II. La statique sociale
A/ Famille, propriété-travail social, patrie, religion
Pour Auguste Comte la société est nécessairement première, composée de familles, qui l'emporte sur l'individu en tant que celui-ci n'est que la partie du tout qu'est la famille. La vérité de la société n'est donc pas à chercher dans l'individu mais la vérité de l'individu est à chercher dans la société.
C'est la sociologie, en tant que science humaine, donc naturelle, qui nous dit ce qu'est l'ordre social d'un lieu déterminé à un moment déterminé, car "tout est relatif : voilà le seul principe absolu". Or la sociologie nous apprend qu'un ordre social ne peut exister et subsister sans consensus. Le premier consensus concerne la famille, le second la propriété et donc le travail, le troisième la patrie.
C'est sur la famille monogamique, qui unit non pas deux individus abstraits mais deux personnes, un homme et une femme, avec leurs qualités propres, que repose tout l'édifice social.
La propriété, en tant qu'accumulation de biens nécessaires à la satisfaction des besoins humains, est le fondement matériel indispensable au développement de l'action de l'homme sur la nature. C'est la propriété qui permet le travail, un travail qui ne peut être que social, orienté vers la solidarité de tous par le gouvernement, un travail qui civilise l'homme.
La patrie ce sont les racines, c'est le sol et la mémoire qui permettent une forme supérieure de cohésion sociale, le consensus indispensable.
Mais c'est la religion, le
pouvoir spirituel, qui parachève la
cohésion sociale par le consensus moral qui est indispensable à la civilisation. Dans la société industrielle cette religion est la religion de l'Humanité.
B/ La société industrielle et la religion de l'Humanité
1° La justice sociale de la société industrielle
Auguste Comte pense que la société industrielle est l'aboutissement du progrès de l'Humanité. C'est la société industrielle qui permettra de donner à chacun une place proportionnée à ses capacités et ainsi sera réaliser la justice sociale.
Dans cette société le pouvoir temporel est exercé par les banquiers et les entrepreneurs, dans le cadre d'un système hiérarchisé qui permet aux plus riches et aux plus forts d'exercer une souveraineté qui est fondé sur la puissance, car dans toute société c'est une élite qui détient le pouvoir.
Mais ce pouvoir temporel est subordonné au pouvoir spirituel qui a pour fonction de relier les parties du tout, une religion du troisième type, une religion qui remplace les religions de l'état théologique et les philosophies de l'état métaphysique, la religion de l'Humanité, une religion qui impose sa morale sociale.
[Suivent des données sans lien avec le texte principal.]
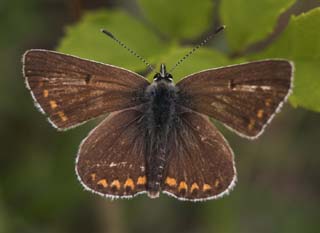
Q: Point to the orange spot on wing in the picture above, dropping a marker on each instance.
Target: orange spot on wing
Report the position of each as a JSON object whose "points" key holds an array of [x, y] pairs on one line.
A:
{"points": [[206, 187], [103, 182], [93, 176], [45, 93], [129, 183], [171, 181], [62, 116], [216, 183], [116, 184], [183, 185], [53, 104], [194, 187], [251, 124], [141, 180], [260, 113], [268, 102]]}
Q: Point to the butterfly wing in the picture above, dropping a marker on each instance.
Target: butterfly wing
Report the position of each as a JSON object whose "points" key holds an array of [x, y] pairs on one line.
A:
{"points": [[111, 159], [244, 97], [73, 90], [201, 164]]}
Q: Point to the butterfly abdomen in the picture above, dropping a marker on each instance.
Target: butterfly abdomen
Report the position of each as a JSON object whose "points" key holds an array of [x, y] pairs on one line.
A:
{"points": [[160, 115]]}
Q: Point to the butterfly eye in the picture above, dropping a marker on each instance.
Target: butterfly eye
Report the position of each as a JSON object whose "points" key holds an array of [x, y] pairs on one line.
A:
{"points": [[156, 77]]}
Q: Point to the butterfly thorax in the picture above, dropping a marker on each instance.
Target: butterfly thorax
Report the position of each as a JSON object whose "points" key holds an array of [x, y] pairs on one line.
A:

2° La religion de l'Humanité des sociologues et des savants
Si le pouvoir temporel est fondé sur la puissance que permet la fortune et la force, le pouvoir spirituel est fondé sur le mérite moral.
Le but de chacun ne doit pas être d'obtenir la première place dans l'ordre temporel mais d'obtenir la première place dans l'ordre spirituel. Ainsi l'ouvrier qui est le dernier dans la hiérarchie temporelle peut être le premier dans la hiérarchie spirituelle.
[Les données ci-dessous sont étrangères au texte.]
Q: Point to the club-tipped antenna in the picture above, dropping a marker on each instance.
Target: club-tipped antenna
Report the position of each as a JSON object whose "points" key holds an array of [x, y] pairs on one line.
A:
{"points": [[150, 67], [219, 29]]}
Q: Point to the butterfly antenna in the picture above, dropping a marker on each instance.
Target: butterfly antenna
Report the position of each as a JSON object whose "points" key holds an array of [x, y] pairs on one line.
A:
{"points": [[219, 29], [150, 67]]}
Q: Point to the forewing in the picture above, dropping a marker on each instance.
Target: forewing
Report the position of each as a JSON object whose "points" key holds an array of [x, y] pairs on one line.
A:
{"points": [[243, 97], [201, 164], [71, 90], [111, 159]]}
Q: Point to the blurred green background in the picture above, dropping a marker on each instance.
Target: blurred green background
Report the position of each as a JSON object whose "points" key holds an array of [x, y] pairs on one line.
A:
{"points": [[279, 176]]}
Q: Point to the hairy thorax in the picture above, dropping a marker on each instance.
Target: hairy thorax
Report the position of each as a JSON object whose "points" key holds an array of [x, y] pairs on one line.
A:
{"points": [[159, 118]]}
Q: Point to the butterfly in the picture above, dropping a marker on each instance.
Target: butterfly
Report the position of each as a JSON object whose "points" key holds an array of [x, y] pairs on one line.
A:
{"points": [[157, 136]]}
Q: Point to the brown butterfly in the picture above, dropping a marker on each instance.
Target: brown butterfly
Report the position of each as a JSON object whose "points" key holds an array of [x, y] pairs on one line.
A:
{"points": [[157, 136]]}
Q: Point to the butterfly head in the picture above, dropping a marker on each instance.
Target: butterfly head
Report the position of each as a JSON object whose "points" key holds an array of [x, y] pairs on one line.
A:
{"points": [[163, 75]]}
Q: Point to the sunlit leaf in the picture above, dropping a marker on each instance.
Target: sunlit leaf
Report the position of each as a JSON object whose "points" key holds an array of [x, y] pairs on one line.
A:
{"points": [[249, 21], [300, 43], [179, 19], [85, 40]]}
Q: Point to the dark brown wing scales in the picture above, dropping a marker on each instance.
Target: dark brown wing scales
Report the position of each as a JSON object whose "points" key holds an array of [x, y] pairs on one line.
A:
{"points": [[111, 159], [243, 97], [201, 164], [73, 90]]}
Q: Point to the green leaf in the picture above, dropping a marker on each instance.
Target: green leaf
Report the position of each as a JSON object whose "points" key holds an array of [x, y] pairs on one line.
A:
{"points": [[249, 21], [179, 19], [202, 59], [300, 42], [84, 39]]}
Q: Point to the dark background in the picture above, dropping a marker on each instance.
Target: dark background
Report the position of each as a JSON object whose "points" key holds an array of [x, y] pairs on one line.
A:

Le mérite moral consiste à faire prévaloir l'intérêt social, l'intérêt public, sur l'intérêt individuel, l'intérêt privé. Le mérite moral doit faire prévaloir la "socialité sur la personnalité", le dévouement social sur l'égoïsme individuel.
Le pouvoir spirituel, qui est détenu par les sociologues et les savants, doit réguler les passions humaines, unir les hommes dans le travail et pour le travail, consacrer les droits des gouvernants mais également modérer leur arbitraire et leur égoïsme, car les humains sont fondamentalement égoïstes.
Les hommes se comportent en fonction de leurs sentiments et non de leur raison.
Toutefois l'être humain a des tendances altruistes et il convient de développer par la religion ces tendances, ce qui devrait permettre de réaliser la formule sacrée du positivisme :"
L'Amour pour principe, l'Ordre pour base, et le Progrès pour but".